I spent some time recently with member businesses at WEConnect Europe talking about high growth. Even trying to define a high growth business is problematic since there are so many definitions and criteria used. The OECD www.oecd.org consensus is that businesses which achieve annual growth rates in turnover or number of employees of over 20% for three consecutive years should be considered high growth, but for us and our experience in supporting high growth busiesses it is about high ambition and being prepared to take the next step.
Typically, support for high growth businesses focuses on business performance. It is around defining a clear shared vision for the future, developing strong leadership, building operational capacity and capability, and implementing robust control and monitoring processes. It is also about helping businesses overcome growing pains in order to grow up; if that sounds like a child breaking into their teens or a teenager breaking into adulthood, there are similarities. High growth is fundamentally about accelerated change and there are many academic models based on stages of growth, each stage being associated with specific challenges.
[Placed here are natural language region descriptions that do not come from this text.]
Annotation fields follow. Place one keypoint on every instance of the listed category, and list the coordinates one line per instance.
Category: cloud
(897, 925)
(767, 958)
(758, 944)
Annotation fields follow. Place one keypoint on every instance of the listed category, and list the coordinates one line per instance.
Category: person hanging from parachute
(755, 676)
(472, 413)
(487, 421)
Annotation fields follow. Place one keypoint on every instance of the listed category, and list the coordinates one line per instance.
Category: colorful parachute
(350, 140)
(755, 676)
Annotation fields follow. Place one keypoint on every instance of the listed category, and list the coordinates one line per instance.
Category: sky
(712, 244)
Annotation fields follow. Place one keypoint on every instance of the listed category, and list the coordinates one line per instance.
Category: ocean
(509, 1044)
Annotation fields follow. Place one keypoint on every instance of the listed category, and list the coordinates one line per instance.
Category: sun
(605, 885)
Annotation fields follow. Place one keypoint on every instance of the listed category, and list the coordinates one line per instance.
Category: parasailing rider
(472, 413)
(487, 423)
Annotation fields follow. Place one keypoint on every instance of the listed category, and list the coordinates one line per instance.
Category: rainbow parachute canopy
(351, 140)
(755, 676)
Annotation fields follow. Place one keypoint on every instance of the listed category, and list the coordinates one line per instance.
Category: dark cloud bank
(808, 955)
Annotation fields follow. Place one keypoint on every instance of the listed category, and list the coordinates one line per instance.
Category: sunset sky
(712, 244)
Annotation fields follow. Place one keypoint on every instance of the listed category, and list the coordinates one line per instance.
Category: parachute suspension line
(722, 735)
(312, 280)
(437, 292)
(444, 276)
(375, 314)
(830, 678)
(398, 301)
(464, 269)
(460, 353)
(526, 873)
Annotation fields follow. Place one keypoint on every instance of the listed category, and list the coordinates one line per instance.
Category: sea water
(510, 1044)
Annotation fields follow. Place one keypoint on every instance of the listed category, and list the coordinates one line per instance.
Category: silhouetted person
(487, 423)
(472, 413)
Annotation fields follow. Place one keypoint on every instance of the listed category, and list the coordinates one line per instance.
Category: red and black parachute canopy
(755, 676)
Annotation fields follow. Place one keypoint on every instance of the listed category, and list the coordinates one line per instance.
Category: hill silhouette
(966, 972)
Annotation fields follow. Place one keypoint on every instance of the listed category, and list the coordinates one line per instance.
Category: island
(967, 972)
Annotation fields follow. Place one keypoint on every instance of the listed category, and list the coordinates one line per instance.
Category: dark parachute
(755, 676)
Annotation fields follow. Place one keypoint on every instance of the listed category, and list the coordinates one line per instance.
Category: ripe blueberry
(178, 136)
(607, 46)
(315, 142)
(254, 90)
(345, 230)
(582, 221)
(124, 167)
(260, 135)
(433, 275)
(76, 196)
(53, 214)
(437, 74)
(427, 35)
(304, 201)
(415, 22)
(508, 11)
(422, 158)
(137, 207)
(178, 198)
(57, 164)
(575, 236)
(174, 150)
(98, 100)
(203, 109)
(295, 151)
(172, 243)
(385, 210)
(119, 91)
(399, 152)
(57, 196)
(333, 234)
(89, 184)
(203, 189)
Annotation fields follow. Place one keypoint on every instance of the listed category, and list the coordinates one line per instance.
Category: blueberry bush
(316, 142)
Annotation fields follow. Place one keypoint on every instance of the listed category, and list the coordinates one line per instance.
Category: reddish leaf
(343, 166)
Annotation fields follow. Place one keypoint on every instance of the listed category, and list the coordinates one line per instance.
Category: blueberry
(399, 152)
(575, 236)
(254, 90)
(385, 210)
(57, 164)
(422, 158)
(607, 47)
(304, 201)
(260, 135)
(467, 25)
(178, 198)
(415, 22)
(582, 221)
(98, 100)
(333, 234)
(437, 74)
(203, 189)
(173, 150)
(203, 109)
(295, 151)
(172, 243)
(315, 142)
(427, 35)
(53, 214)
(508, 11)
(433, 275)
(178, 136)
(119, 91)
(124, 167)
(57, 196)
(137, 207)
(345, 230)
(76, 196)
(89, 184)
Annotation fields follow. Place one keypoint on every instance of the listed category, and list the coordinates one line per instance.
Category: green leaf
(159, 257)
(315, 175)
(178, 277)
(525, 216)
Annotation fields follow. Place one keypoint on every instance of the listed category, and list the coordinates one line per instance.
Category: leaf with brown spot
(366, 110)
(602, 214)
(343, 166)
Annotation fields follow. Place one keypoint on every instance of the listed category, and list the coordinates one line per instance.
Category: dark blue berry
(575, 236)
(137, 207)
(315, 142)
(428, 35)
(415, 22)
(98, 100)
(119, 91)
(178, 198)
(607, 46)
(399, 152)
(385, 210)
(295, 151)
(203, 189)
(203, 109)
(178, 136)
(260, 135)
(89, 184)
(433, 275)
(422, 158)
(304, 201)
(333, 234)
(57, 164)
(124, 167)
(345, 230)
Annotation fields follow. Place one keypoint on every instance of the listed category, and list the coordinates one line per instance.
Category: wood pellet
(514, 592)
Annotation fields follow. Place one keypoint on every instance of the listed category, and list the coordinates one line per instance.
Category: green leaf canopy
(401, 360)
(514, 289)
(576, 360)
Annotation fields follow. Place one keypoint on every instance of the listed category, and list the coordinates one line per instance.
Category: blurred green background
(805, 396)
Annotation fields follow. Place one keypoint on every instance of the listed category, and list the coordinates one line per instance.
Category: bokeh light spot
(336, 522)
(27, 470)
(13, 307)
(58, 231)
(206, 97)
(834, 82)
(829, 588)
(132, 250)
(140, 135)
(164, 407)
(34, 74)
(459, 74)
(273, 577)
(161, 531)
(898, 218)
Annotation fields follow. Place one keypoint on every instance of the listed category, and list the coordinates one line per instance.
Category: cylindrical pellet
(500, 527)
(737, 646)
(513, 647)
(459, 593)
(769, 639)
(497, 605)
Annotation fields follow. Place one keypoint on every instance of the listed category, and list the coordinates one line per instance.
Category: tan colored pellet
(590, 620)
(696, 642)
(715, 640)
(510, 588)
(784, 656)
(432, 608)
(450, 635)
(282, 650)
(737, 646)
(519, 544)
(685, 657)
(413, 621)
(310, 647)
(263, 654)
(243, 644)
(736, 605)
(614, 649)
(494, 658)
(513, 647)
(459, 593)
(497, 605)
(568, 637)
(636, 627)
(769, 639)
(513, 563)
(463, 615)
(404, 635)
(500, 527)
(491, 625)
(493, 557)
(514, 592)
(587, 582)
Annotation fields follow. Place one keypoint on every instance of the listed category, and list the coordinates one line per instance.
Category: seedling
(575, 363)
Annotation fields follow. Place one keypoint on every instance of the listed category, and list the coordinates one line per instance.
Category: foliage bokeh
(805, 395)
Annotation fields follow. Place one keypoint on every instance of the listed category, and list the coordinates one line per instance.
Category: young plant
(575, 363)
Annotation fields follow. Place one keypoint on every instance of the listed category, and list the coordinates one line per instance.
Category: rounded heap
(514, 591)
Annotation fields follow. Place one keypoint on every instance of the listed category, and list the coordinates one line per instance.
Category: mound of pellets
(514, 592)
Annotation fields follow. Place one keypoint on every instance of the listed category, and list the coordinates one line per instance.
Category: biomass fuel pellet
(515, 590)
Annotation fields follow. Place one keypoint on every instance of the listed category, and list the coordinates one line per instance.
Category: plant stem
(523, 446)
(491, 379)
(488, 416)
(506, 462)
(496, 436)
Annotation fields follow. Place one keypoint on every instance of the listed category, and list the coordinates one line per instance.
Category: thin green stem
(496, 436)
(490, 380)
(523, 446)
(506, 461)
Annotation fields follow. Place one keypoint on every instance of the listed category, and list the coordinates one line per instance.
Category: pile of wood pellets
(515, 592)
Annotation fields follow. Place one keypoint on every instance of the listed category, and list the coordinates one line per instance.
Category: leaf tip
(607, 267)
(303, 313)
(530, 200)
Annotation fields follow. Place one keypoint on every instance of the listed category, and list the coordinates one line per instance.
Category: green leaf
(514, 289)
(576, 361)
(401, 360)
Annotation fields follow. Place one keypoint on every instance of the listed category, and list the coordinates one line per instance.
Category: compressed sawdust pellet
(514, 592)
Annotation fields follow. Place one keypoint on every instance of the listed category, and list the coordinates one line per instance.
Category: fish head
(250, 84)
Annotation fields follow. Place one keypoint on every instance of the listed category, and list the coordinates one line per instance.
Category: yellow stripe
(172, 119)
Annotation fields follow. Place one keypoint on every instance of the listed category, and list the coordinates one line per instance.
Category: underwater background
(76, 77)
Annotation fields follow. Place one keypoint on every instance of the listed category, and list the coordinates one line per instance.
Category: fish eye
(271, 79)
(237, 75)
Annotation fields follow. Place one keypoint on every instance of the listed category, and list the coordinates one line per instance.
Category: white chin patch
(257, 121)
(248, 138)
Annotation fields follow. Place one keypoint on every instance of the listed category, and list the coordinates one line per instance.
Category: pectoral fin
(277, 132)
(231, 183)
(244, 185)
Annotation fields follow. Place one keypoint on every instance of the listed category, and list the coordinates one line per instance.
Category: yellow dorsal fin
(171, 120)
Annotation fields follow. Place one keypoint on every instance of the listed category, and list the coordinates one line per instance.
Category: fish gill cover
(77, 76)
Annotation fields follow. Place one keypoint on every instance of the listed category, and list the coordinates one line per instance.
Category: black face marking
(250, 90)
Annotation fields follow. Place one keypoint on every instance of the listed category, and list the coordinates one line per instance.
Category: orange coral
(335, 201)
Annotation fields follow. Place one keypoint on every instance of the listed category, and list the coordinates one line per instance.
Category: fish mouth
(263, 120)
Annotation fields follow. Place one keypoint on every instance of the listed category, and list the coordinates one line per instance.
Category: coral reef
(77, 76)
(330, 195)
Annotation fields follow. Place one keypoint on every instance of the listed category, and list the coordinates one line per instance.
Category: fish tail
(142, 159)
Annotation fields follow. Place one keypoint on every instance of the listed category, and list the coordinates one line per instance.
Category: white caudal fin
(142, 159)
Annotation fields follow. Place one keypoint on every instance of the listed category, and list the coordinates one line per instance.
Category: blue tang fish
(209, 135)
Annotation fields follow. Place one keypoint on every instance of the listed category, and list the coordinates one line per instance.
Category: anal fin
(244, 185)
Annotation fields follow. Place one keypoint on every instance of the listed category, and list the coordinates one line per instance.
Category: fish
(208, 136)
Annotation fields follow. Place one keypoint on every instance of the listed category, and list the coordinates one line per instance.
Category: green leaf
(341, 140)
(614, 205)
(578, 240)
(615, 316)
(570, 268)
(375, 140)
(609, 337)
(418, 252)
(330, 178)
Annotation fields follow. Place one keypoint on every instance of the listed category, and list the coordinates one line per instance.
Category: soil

Which brings me to the idea of “appetite for change”. Businesses work against a backdrop of constantly changing markets, customer expectations, technology, skills requirements and regulation. They have to be fairly adept at change simply to be in the game. For high growth businesses, that ability and capacity for change has to be increased and managed in a way that can deliver sustainable, long-term performance. I have dealt in the past with a charity which chose to close, rather than face the changes needed to survive as a result of the withdrawal of government funding. That experience taught me an early and very powerful lesson about an organisation’s appetite for change, as well as its ability to change.